Derrière ces déploiements se cachent quelques enjeux industriels pour les équipementiers télécoms. Tant au niveau des infrastructures (fibre optique, data-centers, backbones, liaisons sous-marines) que des terminaux. Notre acteur principal était Alcatel-Lucent. Il y consacrait beaucoup de R&D dans le domaine en France mais avait des difficultés à transformer cette avance en produits de qualité et compétitif. Cela explique pourquoi Huawei a été choisi par certains opérateurs télécoms pour les backbones d’infrastructures fixes et mobiles. Ce n’était pas la compétitivité prix qui était en cause, mais la qualité des produits. Cela traduit cette difficulté endémique à passer de la R&D à des produits industriels diffusés en volume. Et l’on y retrouve le manque de compétences en «product management» de produits technologiques.

A noter que le plan THD est maintenant géré par l’une des équipes de l’Agence du Numérique, créée début 2015 et lancée officiellement en juin 2016. Cette même équipe comprend celle de la French Tech.

Côté régions, le THD n’est pas la panacée pour améliorer la compétitivité et favoriser une réindustrialisation. C’est utile mais pas le seul moyen de dynamiser un écosystème entrepreneurial. Il faut qu’il existe au préalable. A contrario, la Silicon Valley est plutôt mal lotie de ce côté-là, comparativement à la France, la Corée du Sud ou le Japon.

French Tech (2013, Fleur Pellerin)

Cette initiative se distingue de de toutes celles que nous venons de voir. Pour la première fois, nous avons un plan orienté principalement vers l’entrepreneuriat et qui plus est, avec un volet significatif sur le développement international.
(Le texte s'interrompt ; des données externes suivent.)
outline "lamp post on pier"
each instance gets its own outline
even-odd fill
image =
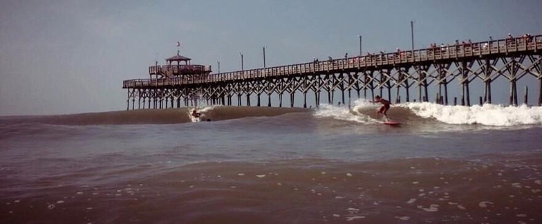
[[[244,71],[243,69],[243,54],[240,52],[239,55],[241,55],[241,71]]]
[[[414,53],[414,21],[410,21],[410,37],[412,41],[412,53]]]
[[[357,37],[359,37],[359,56],[362,56],[362,35],[357,35]]]
[[[265,69],[265,48],[267,48],[267,45],[263,46],[263,69]]]

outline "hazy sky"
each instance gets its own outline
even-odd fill
[[[364,52],[409,48],[413,19],[417,48],[540,35],[541,8],[540,0],[1,0],[0,115],[124,110],[122,80],[148,78],[177,41],[192,64],[216,71],[220,60],[224,72],[240,70],[240,52],[245,69],[262,67],[265,45],[268,66],[357,54],[357,35]]]

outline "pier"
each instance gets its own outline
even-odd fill
[[[210,66],[192,65],[191,59],[177,55],[166,59],[166,65],[149,66],[148,79],[124,80],[128,91],[127,109],[163,109],[189,106],[198,100],[207,104],[251,104],[256,96],[257,106],[272,106],[271,96],[290,97],[290,106],[307,107],[307,95],[314,94],[315,105],[321,95],[327,102],[347,104],[353,95],[361,98],[376,95],[392,102],[433,102],[451,104],[449,84],[458,84],[460,102],[454,104],[471,104],[469,84],[478,81],[483,86],[479,103],[492,103],[492,82],[505,79],[510,83],[510,104],[518,105],[517,82],[525,76],[537,80],[538,102],[542,105],[542,35],[523,36],[476,43],[431,46],[429,48],[368,54],[328,60],[314,60],[302,64],[263,68],[212,73]],[[430,95],[429,85],[436,93]],[[417,92],[413,97],[411,91]],[[525,87],[523,103],[527,103]],[[296,93],[302,94],[303,105],[295,105]],[[262,96],[264,95],[264,96]],[[267,104],[262,97],[267,95]],[[433,97],[430,97],[433,96]],[[430,99],[431,98],[431,99]],[[265,100],[265,99],[264,99]]]

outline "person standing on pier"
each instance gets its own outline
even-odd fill
[[[387,112],[389,109],[390,104],[391,104],[389,101],[382,99],[380,95],[377,95],[375,97],[375,100],[371,101],[371,102],[380,102],[382,104],[382,106],[381,106],[380,109],[378,110],[378,113],[383,114],[386,118],[388,118]]]

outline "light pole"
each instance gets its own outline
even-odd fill
[[[359,56],[362,56],[362,35],[357,35],[357,37],[359,37]]]
[[[414,53],[414,21],[410,21],[410,37],[412,41],[412,53]]]
[[[243,54],[241,54],[240,52],[239,55],[241,55],[241,71],[244,71],[243,69]]]
[[[265,69],[265,48],[267,48],[267,45],[263,46],[263,69]]]

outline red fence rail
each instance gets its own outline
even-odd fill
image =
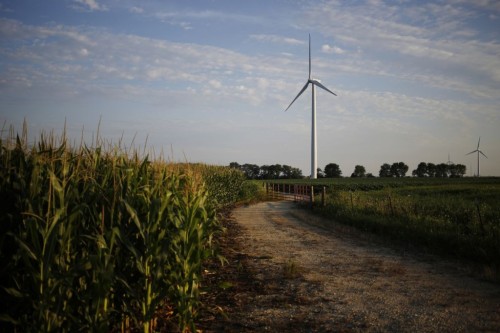
[[[305,184],[266,183],[267,196],[272,200],[314,203],[314,196],[321,193],[321,204],[325,205],[326,187],[315,188]]]

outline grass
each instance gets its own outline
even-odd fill
[[[280,181],[294,183],[294,181]],[[488,279],[500,279],[500,178],[366,178],[301,180],[328,186],[330,219],[474,262]],[[319,197],[315,200],[319,203]]]

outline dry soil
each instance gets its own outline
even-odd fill
[[[500,285],[292,202],[236,208],[205,270],[205,332],[500,332]],[[210,296],[208,296],[210,295]]]

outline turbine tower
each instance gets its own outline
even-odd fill
[[[479,154],[483,155],[484,157],[488,158],[488,156],[484,155],[484,153],[479,149],[479,143],[481,142],[481,137],[479,137],[479,140],[477,141],[477,148],[476,150],[471,151],[468,154],[465,155],[470,155],[473,153],[477,153],[477,177],[479,177]]]
[[[317,150],[317,135],[316,135],[316,90],[315,86],[318,86],[326,91],[328,91],[330,94],[337,96],[334,92],[332,92],[330,89],[325,87],[324,85],[321,84],[321,82],[317,79],[311,78],[311,34],[309,34],[309,77],[307,79],[306,84],[302,88],[302,90],[297,94],[297,96],[293,99],[293,101],[288,105],[288,107],[285,109],[287,111],[299,98],[300,95],[307,89],[307,87],[311,84],[312,86],[312,125],[311,125],[311,179],[316,179],[317,178],[317,168],[318,168],[318,150]]]

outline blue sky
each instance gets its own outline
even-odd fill
[[[449,159],[500,176],[500,2],[0,0],[0,121],[310,173]]]

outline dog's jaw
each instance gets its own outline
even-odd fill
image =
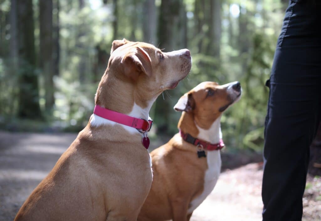
[[[211,143],[217,143],[222,138],[221,128],[221,116],[213,122],[208,130],[201,128],[197,124],[199,131],[197,136],[199,139]],[[220,150],[208,151],[206,153],[206,161],[208,168],[205,172],[204,190],[201,195],[191,202],[188,213],[190,213],[202,203],[214,189],[221,172],[221,160]]]

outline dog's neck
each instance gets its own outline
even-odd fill
[[[144,100],[145,106],[143,107],[137,104],[141,104],[142,102],[136,102],[135,100],[140,96],[135,94],[135,86],[131,82],[119,80],[110,81],[107,77],[104,85],[101,84],[100,84],[97,90],[96,105],[134,117],[146,120],[149,119],[149,111],[156,98]],[[119,125],[131,133],[139,133],[134,128],[105,119],[94,114],[92,115],[90,122],[92,126]]]
[[[221,128],[221,115],[212,123],[208,129],[197,125],[192,113],[183,112],[178,122],[178,128],[184,133],[211,143],[217,143],[222,138]]]
[[[210,143],[218,143],[222,139],[222,132],[221,129],[221,118],[220,116],[212,124],[208,129],[206,130],[200,127],[196,124],[196,126],[199,131],[197,138],[206,141]]]

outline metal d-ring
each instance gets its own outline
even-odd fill
[[[200,143],[199,143],[196,146],[197,151],[202,151],[204,150],[204,147]]]
[[[146,120],[146,119],[144,119],[143,118],[141,118],[141,120],[143,120],[145,121],[146,121],[147,122],[147,123],[148,124],[148,128],[146,130],[143,130],[142,129],[138,129],[137,128],[136,128],[136,130],[138,131],[138,132],[139,132],[141,133],[146,133],[147,131],[148,131],[149,130],[149,129],[151,128],[151,124],[150,124],[149,123],[149,121]]]

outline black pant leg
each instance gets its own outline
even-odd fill
[[[274,55],[265,124],[264,221],[298,221],[320,117],[319,3],[290,2]]]

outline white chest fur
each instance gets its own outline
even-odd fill
[[[204,201],[215,186],[221,172],[221,158],[219,150],[207,152],[206,156],[208,168],[205,172],[204,190],[201,195],[194,199],[190,205],[188,212],[192,212]]]
[[[197,126],[199,131],[198,138],[211,143],[218,143],[222,137],[221,117],[214,121],[211,127],[205,130]],[[192,200],[187,212],[190,213],[204,201],[215,186],[221,172],[221,160],[220,150],[207,151],[206,156],[207,169],[205,171],[204,189],[201,194]]]

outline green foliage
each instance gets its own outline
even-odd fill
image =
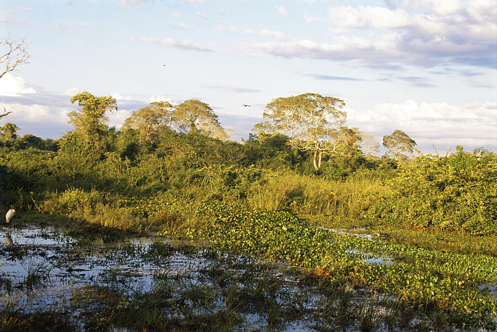
[[[212,109],[198,99],[185,100],[176,105],[172,121],[181,133],[202,133],[221,139],[228,137]]]
[[[366,216],[406,227],[497,234],[497,156],[463,151],[402,165],[392,191]]]
[[[82,150],[102,150],[105,145],[105,139],[108,128],[105,123],[108,118],[107,111],[117,109],[116,99],[110,96],[95,97],[87,91],[73,96],[71,102],[78,102],[81,107],[78,111],[67,114],[69,123],[75,127],[75,133],[79,136],[83,145]],[[66,146],[63,145],[63,147]]]
[[[416,142],[409,135],[398,129],[394,131],[391,135],[383,136],[383,146],[387,148],[387,154],[391,154],[397,160],[405,156],[403,152],[412,153]]]
[[[347,155],[357,149],[358,130],[343,126],[344,106],[343,100],[316,93],[275,98],[266,105],[265,121],[254,129],[288,135],[290,144],[314,153],[313,164],[318,170],[324,155]]]

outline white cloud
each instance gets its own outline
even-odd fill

Les débuts de cette initiative furent chaotiques et n’ont pas grand chose à voir avec le résultat. Le plan s’est nettement bonifié avec le temps, ce qui n’est pas le cas de nombre des plans évoqués dans cet article.

Il s’agissait à l’origine de l’initiative de création d’un «quartier numérique» à Paris, annoncée par Fleur Pellerin en Conseil des Ministres en octobre 2012. Cela avait d’ailleurs généré une passe d’armes le même mois entre Fleur Pellerin et Jean-Louis Missika, alors Maire Adjoint de Paris en charge de l’innovation.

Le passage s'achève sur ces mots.